Photorealistic AI hologram displaying XRP, SOL, and ADA price charts for 2026 over a blockchain grid.

Google’s Gemini AI has produced price projections for XRP, Solana (SOL) and Cardano (ADA) targeting the end of 2026. The forecasts will be watched by investors, product teams and compliance officers because model-driven price views can influence allocation, product design and risk management.

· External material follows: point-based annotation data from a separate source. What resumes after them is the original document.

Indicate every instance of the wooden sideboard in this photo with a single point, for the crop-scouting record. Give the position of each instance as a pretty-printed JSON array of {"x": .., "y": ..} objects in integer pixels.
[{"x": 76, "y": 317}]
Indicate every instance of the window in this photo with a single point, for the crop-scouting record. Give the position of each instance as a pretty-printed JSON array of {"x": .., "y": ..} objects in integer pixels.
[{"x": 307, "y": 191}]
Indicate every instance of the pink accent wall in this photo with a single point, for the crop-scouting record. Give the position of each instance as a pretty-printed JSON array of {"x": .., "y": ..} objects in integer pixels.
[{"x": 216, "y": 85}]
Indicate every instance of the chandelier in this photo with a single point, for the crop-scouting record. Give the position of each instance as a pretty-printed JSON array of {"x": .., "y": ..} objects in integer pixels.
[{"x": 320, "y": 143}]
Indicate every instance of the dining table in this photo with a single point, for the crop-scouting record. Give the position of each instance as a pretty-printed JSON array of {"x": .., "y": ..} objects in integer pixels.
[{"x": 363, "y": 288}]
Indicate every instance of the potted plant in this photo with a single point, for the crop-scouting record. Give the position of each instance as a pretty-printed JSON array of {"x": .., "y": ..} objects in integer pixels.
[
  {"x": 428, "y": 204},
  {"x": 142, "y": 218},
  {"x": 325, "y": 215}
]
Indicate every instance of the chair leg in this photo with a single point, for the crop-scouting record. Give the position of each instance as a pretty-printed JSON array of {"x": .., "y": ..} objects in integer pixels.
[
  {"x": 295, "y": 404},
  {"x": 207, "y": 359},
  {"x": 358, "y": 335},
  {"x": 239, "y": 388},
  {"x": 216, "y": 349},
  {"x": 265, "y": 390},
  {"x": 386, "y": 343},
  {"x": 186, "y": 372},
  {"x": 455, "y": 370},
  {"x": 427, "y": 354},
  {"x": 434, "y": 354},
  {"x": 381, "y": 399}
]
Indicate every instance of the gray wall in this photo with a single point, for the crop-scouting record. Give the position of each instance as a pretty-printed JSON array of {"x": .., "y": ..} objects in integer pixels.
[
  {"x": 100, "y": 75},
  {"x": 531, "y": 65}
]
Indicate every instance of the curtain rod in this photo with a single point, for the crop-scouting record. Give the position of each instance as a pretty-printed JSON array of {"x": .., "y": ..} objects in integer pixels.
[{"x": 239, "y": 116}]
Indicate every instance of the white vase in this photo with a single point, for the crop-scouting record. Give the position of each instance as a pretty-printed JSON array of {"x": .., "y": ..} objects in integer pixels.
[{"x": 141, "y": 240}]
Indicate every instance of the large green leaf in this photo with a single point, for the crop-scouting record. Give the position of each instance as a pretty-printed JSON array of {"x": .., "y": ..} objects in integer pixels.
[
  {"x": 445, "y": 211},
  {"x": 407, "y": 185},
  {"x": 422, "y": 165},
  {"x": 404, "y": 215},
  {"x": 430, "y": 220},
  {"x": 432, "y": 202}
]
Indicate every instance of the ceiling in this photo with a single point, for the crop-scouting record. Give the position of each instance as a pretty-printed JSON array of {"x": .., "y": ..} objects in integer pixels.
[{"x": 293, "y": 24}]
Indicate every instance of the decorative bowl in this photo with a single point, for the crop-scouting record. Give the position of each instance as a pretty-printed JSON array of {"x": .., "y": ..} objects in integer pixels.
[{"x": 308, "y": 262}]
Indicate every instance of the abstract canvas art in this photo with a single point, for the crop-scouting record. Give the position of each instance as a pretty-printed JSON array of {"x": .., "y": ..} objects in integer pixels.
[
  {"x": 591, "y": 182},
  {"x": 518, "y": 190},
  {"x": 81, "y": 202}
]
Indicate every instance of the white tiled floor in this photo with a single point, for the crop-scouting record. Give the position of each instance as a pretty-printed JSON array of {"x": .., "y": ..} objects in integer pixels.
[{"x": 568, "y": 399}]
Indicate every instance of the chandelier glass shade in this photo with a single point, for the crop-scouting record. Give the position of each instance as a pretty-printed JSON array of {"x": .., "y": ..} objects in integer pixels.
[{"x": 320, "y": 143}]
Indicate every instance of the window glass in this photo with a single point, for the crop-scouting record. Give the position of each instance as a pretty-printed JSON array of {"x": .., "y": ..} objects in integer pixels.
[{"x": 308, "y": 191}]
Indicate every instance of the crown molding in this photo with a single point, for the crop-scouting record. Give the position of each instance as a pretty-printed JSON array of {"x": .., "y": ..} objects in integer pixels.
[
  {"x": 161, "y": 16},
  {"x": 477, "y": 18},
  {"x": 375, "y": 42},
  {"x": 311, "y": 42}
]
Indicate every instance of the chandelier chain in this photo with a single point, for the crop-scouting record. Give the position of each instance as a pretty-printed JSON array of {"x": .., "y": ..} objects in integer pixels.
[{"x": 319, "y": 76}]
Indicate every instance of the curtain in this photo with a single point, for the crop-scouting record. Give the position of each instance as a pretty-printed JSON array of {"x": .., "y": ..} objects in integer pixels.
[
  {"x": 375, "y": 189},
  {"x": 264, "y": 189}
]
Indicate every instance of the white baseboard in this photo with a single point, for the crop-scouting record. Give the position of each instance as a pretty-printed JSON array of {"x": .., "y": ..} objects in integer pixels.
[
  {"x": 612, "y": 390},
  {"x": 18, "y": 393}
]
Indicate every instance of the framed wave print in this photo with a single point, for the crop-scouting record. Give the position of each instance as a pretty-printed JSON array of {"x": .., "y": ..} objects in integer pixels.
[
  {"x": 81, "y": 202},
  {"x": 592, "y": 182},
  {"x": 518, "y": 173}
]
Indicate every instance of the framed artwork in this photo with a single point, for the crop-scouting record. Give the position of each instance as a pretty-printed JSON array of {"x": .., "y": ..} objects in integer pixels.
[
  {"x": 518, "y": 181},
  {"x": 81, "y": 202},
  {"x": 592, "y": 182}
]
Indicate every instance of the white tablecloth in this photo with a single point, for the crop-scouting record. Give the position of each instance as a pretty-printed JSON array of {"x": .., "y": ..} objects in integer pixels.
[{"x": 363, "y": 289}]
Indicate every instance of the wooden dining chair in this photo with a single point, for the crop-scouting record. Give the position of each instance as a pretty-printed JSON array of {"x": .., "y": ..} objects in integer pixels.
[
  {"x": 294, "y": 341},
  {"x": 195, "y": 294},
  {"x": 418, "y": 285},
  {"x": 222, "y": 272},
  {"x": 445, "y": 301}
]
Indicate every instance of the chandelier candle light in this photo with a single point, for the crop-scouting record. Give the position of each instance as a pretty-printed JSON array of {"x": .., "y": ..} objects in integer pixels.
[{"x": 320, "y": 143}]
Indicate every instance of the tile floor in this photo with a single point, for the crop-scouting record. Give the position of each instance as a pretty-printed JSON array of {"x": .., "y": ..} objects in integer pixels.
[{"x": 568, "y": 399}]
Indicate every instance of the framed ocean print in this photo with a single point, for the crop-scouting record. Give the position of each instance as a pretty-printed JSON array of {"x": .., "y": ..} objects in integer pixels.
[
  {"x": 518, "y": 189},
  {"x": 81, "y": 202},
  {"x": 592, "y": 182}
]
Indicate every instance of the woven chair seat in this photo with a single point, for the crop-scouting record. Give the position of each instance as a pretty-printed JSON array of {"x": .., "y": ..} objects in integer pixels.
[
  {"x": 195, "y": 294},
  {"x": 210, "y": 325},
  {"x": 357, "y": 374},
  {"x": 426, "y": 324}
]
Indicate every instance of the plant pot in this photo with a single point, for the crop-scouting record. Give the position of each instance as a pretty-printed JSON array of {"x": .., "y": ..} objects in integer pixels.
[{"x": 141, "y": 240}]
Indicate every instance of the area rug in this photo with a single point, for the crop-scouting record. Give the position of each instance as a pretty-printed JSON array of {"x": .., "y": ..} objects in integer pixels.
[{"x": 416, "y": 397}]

Google’s Gemini AI has issued bullish price forecasts for several leading altcoins, indicating that XRP, Solana and Cardano may reach significantly higher price levels during a potential crypto bull market cycle. According to the AI model’s projections, XRP — Ripple’s native token — could climb to around $8 by 2027, which would represent gains of more than 285% from recent trading levels near $2.07. The forecast highlights the potential impact of spot XRP ETFs in the U.S. and growing institutional demand as key catalysts.

For Solana (SOL), Gemini AI envisions a scenario in which the token could rally to as high as $500 or more by late 2026, roughly 250% above current prices and exceeding its previous all-time high of about $293. The projection is supported by factors such as expanding decentralized finance activity, developer engagement, and renewed investor enthusiasm driven by ETF launches and ecosystem growth.

The AI also sees Cardano (ADA) as a potential standout, forecasting that the token could reach around $3.50 by early 2026 — an approximate 800% increase from current prices around $0.39. Cardano’s methodical development approach, strong research foundation, and growing suite of decentralized applications are cited as supportive elements behind its bullish outlook.

AI forecasts ambitious gains driven by institutional interest and ETF momentum

Asset managers, exchanges and compliance teams will need to translate any AI-derived projections into operational decisions. Key considerations include governance of the model, documentation of inputs, custody and licensing implications, and the potential effect on derivative desks and staking strategies.

While these forecasts from Gemini AI outline optimistic futures for these altcoins, it’s important to note that they reflect models and scenarios rather than guaranteed outcomes. Crypto markets remain highly volatile, and regulatory, macroeconomic, and market sentiment shifts could significantly affect price trajectories. Investors should approach AI-derived predictions with caution and consider them as one of many analytical inputs when evaluating long-term potential.

Investors will compare actual year-end prices in 2026 with Gemini’s projections, and firms should use that comparison to refine model validation and compliance processes. For product teams, the projection sets a date-driven test: end-2026 outcomes will help determine whether model assumptions held, exposing gaps in data, governance or regulatory alignment that require remediation.